The great art in lock-making is to obtain a perfect spring, and those properly tempered are so elastic that, although when fitted in the lock, the two sides are so close as almost to touch, they will, when released, spread to two inches below the edge of the lock-plate. The lock and barrel are now ready for the stock, which awaits them in another shop, where it has been sawn out of walnut wood, and finished by carpenters’ tools. The barrel let into its groove, and the lock properly in its place, the stock is more perfectly shaped and rounded before “screwing together,” or the addition of the different parts of the “furniture,” heel-plate, trigger-plate and guard, trigger, nose-cap, rod, and bayonet.
We are now told that the rifle is “finished,” by which, understanding completion, we are not quite prepared to learn that it is to be taken to pieces.
We suddenly remember, however, that it is not yet a rifle at all, inasmuch as it has not been rifled. Everything is made perfect before this delicate operation is attempted, in order that no injury may be sustained by the barrel when the complete rifle is again put together. The process of rifling is similar to that of boring, except that a spiral cutter is substituted for the bit. Previous to the reunion of the barrel, the whole work is polished, and the stock stained and finished ready for completion.
“Finishing.”
The pistol barrels undergo the same processes as that of the rifle, except that, after being drilled, they are planed, by machines which carry them along a sort of bed under tools that cut them perfectly smooth, and accurately shape the octagonal barrels. These chisels move by means of screws over the entire surface as it is drawn backwards and forwards on the slide.

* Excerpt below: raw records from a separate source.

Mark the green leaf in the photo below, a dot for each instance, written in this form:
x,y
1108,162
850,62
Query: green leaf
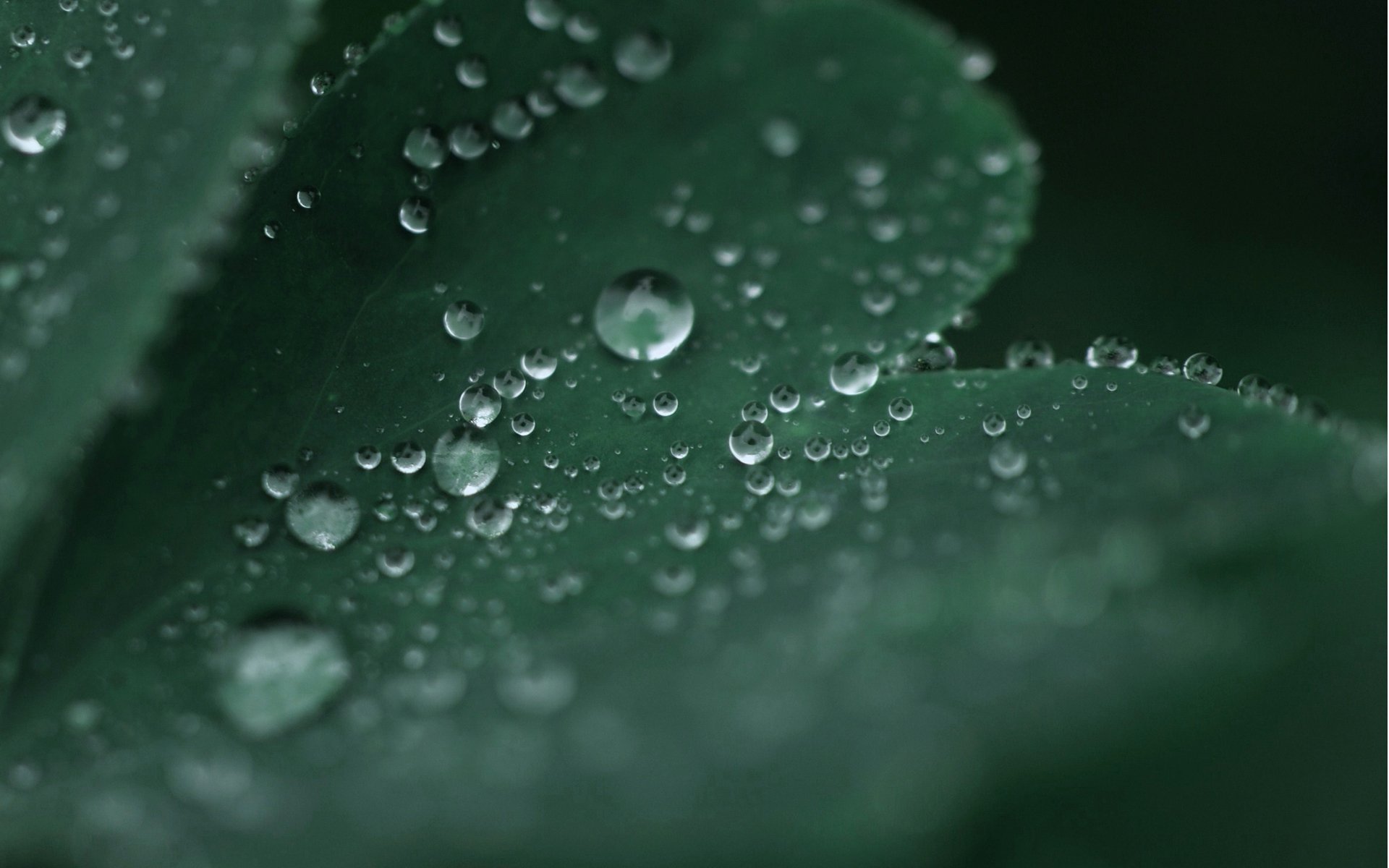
x,y
846,663
119,122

The revolver chambers are drilled out of solid iron, by a drilling machine or lathe, with a centrebit and an eccentric motion, which causes each barrel of the chamber-nest to become the centre in succession; while, by means of a slide, the motion can be made to suit either a large or small chamber. The recesses communicating with the lock and trigger are cut by reversing the chamber in the eccentric “chuck,” and using a different cutting-tool, while another alteration effects the drilling of the nipple holes.